VI

Permission

Pas le banquet — pas les tables basses en pierre noire, pas les lumières bleues et dorées. On avait tout enlevé. Le plancher de pierre brute dans sa nudité complète, les murs dépouillés, les torches aux angles qui donnaient à l'espace une qualité plus ancienne, plus animale. Quelque chose qui n'avait pas besoin d'être beau.

Quatre cents soldats debout dans le noir.

Ils attendaient depuis une heure.

——

Marcus était en retrait, à gauche de la plateforme surélevée. Pas en uniforme de cérémonie — en observateur, ce soir, une distinction qu'Eidan avait faite sans l'expliquer et que Marcus n'avait pas questionnée. Il regardait les quatre cents hommes dans la lumière des torches — jeunes pour la plupart, augmentations de base encore, la peau encore intacte pour quelques heures.

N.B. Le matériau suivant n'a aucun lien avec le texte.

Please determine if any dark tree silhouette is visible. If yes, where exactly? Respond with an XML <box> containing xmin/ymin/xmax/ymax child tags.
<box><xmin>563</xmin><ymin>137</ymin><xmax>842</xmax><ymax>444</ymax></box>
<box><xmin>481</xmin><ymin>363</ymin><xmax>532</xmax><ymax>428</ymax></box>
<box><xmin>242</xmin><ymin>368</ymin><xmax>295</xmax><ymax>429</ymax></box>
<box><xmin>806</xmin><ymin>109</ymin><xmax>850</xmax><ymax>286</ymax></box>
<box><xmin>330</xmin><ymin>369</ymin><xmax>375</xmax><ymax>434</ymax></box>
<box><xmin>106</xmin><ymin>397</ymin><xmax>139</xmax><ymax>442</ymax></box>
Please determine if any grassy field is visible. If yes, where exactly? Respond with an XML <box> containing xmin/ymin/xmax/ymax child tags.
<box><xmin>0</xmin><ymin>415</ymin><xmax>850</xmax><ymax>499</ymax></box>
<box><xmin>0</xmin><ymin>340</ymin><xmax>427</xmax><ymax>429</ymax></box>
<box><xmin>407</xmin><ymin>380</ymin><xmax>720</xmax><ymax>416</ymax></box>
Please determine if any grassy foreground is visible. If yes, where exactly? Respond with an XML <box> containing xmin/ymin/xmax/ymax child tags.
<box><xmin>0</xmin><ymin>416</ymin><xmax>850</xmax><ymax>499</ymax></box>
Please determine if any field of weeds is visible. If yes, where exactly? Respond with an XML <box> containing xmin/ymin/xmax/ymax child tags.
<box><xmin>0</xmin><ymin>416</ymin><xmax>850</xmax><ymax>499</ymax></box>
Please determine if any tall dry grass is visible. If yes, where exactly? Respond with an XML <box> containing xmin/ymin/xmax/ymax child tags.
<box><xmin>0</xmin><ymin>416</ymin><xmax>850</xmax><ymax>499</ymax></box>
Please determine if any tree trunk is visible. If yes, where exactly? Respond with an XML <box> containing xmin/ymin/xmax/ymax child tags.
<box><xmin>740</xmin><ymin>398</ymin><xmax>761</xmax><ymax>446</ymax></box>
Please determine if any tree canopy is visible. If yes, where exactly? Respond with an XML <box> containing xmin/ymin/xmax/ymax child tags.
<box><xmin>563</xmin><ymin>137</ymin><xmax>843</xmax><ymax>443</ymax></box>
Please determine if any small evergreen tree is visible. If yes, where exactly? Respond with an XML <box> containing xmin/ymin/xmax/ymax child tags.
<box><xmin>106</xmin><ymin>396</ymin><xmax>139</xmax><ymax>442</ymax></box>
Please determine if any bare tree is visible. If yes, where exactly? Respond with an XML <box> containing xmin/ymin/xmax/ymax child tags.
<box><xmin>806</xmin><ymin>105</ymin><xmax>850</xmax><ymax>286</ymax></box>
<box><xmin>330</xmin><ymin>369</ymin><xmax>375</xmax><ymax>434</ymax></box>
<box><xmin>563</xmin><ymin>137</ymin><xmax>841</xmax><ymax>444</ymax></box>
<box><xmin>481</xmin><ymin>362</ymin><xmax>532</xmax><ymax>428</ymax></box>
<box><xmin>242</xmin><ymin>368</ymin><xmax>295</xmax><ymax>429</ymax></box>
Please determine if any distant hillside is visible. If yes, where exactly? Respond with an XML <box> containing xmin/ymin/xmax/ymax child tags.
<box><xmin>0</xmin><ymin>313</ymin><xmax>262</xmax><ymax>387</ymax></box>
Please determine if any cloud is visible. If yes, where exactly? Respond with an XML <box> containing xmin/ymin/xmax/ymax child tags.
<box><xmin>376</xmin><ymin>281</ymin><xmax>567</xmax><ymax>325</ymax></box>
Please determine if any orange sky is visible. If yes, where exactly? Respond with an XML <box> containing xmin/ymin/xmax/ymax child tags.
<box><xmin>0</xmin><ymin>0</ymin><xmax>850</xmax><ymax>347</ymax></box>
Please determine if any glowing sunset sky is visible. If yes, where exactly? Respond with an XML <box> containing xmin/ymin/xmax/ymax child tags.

Ils tremblaient légèrement.

Pas de peur.

——

Eidan entra sans annonce.

Le costume. Le masque architectural blanc sur le fond de draperie noire. Cette façon d'occuper l'espace qui transformait l'entrée en événement sans que rien de spectaculaire se produise — juste une présence qui précédait son corps dans la salle comme une pression dans l'air.

La salle se tut.

Ce n'était pas du silence ordinaire. C'était quatre cents corps qui retenaient quelque chose.

——

Il monta sur la plateforme.

Regarda.

Longtemps — suffisamment pour que chaque homme dans cette salle ait l'impression d'avoir été vu individuellement. Suffisamment pour que la chaleur des torches et la densité des corps et l'attente d'une heure fassent leur travail.

Puis il parla.

——

— Mes magnifiques fauves.

Trois mots. La voix qui portait sans effort dans l'espace acoustique de la grande salle dépouillée — chaude, précise, quelque chose qui descendait dans la poitrine avant que le cerveau finisse de l'entendre.

Quatre cents corps répondirent à ça physiquement.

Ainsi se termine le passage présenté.